TPP was signed in February 2016 by the U.S. and 11 other countries after nearly eight years of negotiations. President Trump withdrew the U.S. shortly after taking office, one of his first official acts as president.
Japan and Australia, two of the three largest economies still in the TPP – Canada is also in the top three – are strongly behind efforts to keep the agreement alive. Japan called the meeting after Asia-Pacific Economic Cooperation trade ministers met in May in Vietnam, and Australia's government on July 6 said it was "actively engaging with TPP signatories on pathways for giving effect to the TPP."
The plan is to keep changes "to the bare minimum" necessary to activate the deal, McClay told Bloomberg. The activation mechanism is a key point, since under the original agreement, ratification was necessary by countries representing 85% of total gross domestic product of the original TPP for it to come into effect.

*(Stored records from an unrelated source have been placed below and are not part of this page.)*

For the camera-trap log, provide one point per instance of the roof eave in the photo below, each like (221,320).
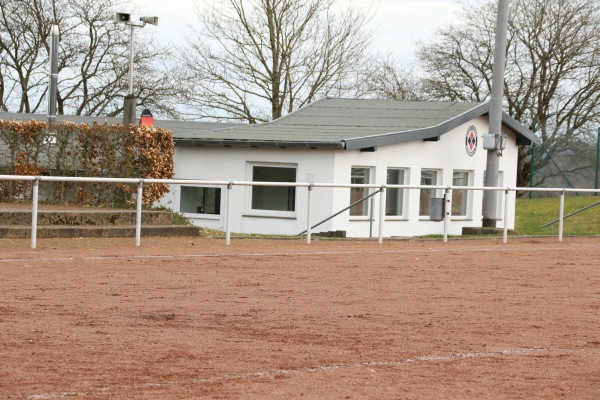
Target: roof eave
(524,135)
(257,143)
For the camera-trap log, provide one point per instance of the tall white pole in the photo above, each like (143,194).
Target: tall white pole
(493,155)
(130,58)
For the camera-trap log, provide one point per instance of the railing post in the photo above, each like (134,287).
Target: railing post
(228,215)
(138,214)
(34,209)
(447,209)
(561,215)
(382,204)
(505,231)
(308,231)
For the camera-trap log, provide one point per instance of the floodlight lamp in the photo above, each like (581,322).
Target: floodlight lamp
(122,17)
(149,20)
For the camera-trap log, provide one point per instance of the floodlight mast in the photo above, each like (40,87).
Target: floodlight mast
(130,99)
(495,121)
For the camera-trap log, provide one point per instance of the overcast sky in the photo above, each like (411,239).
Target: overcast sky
(397,23)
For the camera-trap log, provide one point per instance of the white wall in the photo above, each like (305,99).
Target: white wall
(334,166)
(233,164)
(447,154)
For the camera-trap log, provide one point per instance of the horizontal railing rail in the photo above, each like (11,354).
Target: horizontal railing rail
(310,186)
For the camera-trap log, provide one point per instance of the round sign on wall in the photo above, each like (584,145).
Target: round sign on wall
(471,140)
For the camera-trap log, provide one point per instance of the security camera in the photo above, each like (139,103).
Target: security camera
(149,20)
(122,17)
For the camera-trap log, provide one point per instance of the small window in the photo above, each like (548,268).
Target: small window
(428,177)
(200,200)
(360,176)
(394,204)
(499,197)
(274,198)
(460,197)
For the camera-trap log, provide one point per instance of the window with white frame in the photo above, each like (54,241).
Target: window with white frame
(499,195)
(361,176)
(200,200)
(394,198)
(428,177)
(460,197)
(273,198)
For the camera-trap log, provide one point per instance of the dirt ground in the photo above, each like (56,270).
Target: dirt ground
(185,318)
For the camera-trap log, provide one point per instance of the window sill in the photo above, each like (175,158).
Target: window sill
(269,216)
(201,216)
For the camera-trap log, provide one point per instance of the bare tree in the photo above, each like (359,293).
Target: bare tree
(388,81)
(93,59)
(255,60)
(553,67)
(23,34)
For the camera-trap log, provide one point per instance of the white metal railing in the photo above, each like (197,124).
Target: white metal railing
(310,186)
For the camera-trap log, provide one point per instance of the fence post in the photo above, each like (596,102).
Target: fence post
(446,213)
(382,200)
(505,233)
(138,214)
(228,215)
(561,215)
(308,232)
(34,209)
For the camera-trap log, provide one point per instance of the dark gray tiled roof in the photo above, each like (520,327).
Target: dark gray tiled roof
(328,123)
(351,124)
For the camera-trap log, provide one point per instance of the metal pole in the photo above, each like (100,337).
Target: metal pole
(308,232)
(371,216)
(138,216)
(130,58)
(495,127)
(597,158)
(34,208)
(53,77)
(130,100)
(561,214)
(446,214)
(228,215)
(505,233)
(382,201)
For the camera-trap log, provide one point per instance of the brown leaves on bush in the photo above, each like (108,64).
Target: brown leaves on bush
(98,150)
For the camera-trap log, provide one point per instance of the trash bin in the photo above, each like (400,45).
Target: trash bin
(436,209)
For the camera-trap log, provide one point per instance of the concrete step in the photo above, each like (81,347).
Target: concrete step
(112,231)
(85,217)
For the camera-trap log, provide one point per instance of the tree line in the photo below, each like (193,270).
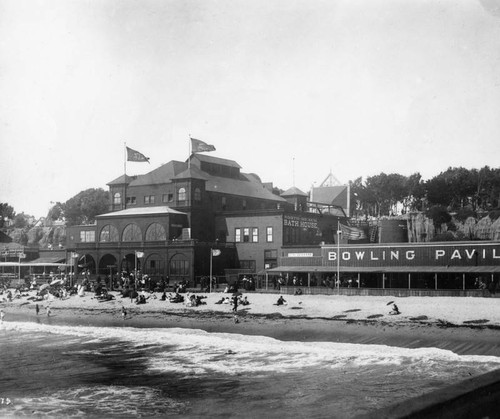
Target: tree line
(466,192)
(459,190)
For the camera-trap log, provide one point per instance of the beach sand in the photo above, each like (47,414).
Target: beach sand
(466,326)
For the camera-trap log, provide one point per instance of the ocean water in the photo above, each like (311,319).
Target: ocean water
(77,371)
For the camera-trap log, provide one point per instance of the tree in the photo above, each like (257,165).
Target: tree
(83,207)
(56,212)
(439,215)
(21,220)
(6,211)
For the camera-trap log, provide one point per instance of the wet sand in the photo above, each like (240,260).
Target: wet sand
(461,339)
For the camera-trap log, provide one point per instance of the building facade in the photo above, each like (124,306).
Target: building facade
(175,215)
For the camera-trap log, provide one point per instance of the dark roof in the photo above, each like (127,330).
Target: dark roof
(330,195)
(121,180)
(248,185)
(293,191)
(215,160)
(162,174)
(191,173)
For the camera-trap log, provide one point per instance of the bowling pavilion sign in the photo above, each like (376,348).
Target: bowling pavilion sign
(457,254)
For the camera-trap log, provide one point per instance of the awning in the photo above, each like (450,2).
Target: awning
(403,269)
(49,259)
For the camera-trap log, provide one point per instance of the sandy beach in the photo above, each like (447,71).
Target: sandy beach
(468,326)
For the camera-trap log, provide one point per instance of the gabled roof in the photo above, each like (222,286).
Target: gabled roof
(330,195)
(248,185)
(162,174)
(293,191)
(121,180)
(215,160)
(159,210)
(191,173)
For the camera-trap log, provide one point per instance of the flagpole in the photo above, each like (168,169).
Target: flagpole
(125,174)
(210,279)
(338,256)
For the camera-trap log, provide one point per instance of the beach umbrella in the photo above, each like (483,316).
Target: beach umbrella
(56,281)
(42,287)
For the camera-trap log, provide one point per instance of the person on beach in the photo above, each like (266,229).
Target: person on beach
(281,301)
(395,309)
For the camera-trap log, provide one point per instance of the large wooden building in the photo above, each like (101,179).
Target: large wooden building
(174,215)
(167,223)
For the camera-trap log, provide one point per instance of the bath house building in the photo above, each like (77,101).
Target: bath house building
(168,222)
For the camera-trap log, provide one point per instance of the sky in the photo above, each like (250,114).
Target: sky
(292,90)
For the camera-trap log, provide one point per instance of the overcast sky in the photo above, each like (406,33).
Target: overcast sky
(288,89)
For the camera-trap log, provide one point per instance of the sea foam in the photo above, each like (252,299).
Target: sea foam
(192,351)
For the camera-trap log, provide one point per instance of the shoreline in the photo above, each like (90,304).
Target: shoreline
(460,339)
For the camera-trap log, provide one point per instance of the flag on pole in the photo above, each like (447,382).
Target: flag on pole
(133,155)
(198,146)
(352,233)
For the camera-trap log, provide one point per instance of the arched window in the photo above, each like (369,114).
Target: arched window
(156,232)
(197,195)
(181,194)
(132,233)
(109,233)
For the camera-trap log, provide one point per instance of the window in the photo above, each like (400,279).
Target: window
(109,233)
(87,236)
(248,264)
(271,254)
(270,258)
(179,268)
(156,232)
(132,233)
(197,195)
(167,197)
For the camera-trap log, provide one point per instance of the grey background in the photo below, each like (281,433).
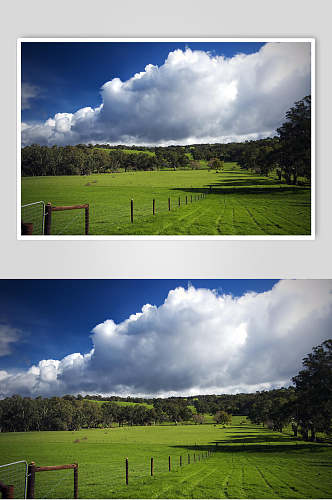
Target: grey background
(165,259)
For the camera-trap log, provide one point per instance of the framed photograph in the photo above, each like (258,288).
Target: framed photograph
(204,138)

This would have to be changed given the U.S. withdrawal.
Peruvian Foreign Trade and Tourism Minister Eduardo Ferreyros said he does not expect any breakthroughs at the meeting in Hakone, Japan, but argued that the TPP is not dead. "The original agreement signed in February  has to change, but I think that progress made in many areas remains valid," he told Bloomberg.
While it seems unlikely that the U.S. administration will change its position on the TPP, it does seem that there is interest among some key ag groups, Informa Economics reported recently. The report noted that some U.S. commodity groups are “fretting about the growing number of trade agreements that do not include the U.S.”
For example, Jaime Castaneda, senior vice president at the National Milk Producers Federation, said U.S. producers "…have been falling behind for too many years, and our farmers and exporters are finding themselves having to compete with higher tariffs in key markets."
"Japan is just the latest example of additional benefits that Australia and the EU will have over the U.S.," he said. For example, in the new EU-Japan trade accord, Japan committed to eliminate a 4.3% tariff on high-quality cuts of pork over a 10-year period. Over the same period, the duty on low-quality cuts would drop from $4.33 per kilogram to roughly $0.45 per kilogram.
That deal nearly matches what U.S. pork producers would have had under the Trans-Pacific Partnership agreement. “Regarding beef, the EU-Japan deal will eventually reduce Japan's import tariff on beef from 38.5% to 9%. Australia and Japan reached a deal in 2015 that now gives Australian beef a 12% tariff advantage, which is growing by the year,” he said.
U.S. ag groups generally did not support the administration’s move toward isolation, and were hopeful that new Secretary Sonny Perdue would find a way to change at least some key hearts and minds across the administration. Perdue was given credit for softening the administration’s view of NAFTA several weeks ago, regarding its re-negotiation. However, the President and several of his key people continue to view U.S. trade deficits as fatal shortcomings while talks about restructuring NAFTA get underway.
Still, the administration has often seemed to be quite sensitive to ag interests, and access to foreign markets has long been a key area for the sector. So, any evolution in U.S. trade policy under either NAFTA or the TPP could be highly significant, a debate should be watched carefully as it proceeds, Washington Insider believes.